Mekanistiska studier av dyssynkroni och resynkronisering för att identifiera nya molekylära mål för läkemedelsbehandling och biologiska biomarkörer vid hjärtsvikt

Bakgrund:

A dyssynchronous activation and contraction pattern accelerates disease progression in failing heart. Cardiac Resynchronization Therapy (CRT) reduces mortality in heart failure but its cellular and molecular mechanisms remains elusive. CRT is a unique heart failure therapy in the sense that it acutely improves hemodynamics and also reduces mortality in the long term.

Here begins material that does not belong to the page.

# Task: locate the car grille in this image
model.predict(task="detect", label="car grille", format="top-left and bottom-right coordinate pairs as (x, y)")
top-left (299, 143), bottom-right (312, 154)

Therefore, CRT can serve as a model for successful heart failure therapies. We have recently developed a mouse pacemaker enabling studies of CRT-biology in a genetically modifiable animal for the first time. Målsättning:

The overall aim of this project is to "reverse-engineer" CRT to novel heart failure pharmacological therapies by dissecting its cellular and molecular effects. Specific aims are to test the hypothesis that resychronization enhances sarcomere Ca2+ sensitivity, deactivates the transcription factor CREB, reduces IL-6-Notch 3 signalling and normalizes dyssynchrony-induced heterogeneity in mRNA expression. Also, we aim at discovering novel protein- and lncRNA biomarkers associated with resynchronisation.

Arbetsplan:

Three groups of mice will be followed for four weeks after induction of heart failure by schema reperfusion: sinus rhythm (synchronous heart failure), right ventricular pacing (dyssynchronous heart failure) and two weeks of right ventricular pacing followed by two weeks sinus rhythm (resynchronized heart failure). Mice cardiac tissue will be examined with a variety of biochemical anlaysis (western blots, PCR, RNA-sequencing, kinase activity kits etc) to address hypothesis outlined in the aims section.

Blood samples from patients before and six months after CRT implantation will be analyzed for protein biomarkers and exosomal long non-coding RNAs and compared to data from the mouse-pacemaker model. Betydelse:

We aim at dissecting the exact biological mechanisms responsible for CRTs salutary effects in order to detect novel molecular targets for drug discovery in heart failure. Also, discovery of novel biomarkers may help patient selection for CRT. Improvement in care for patients with heart failure is important since it is a common and life threatening disease.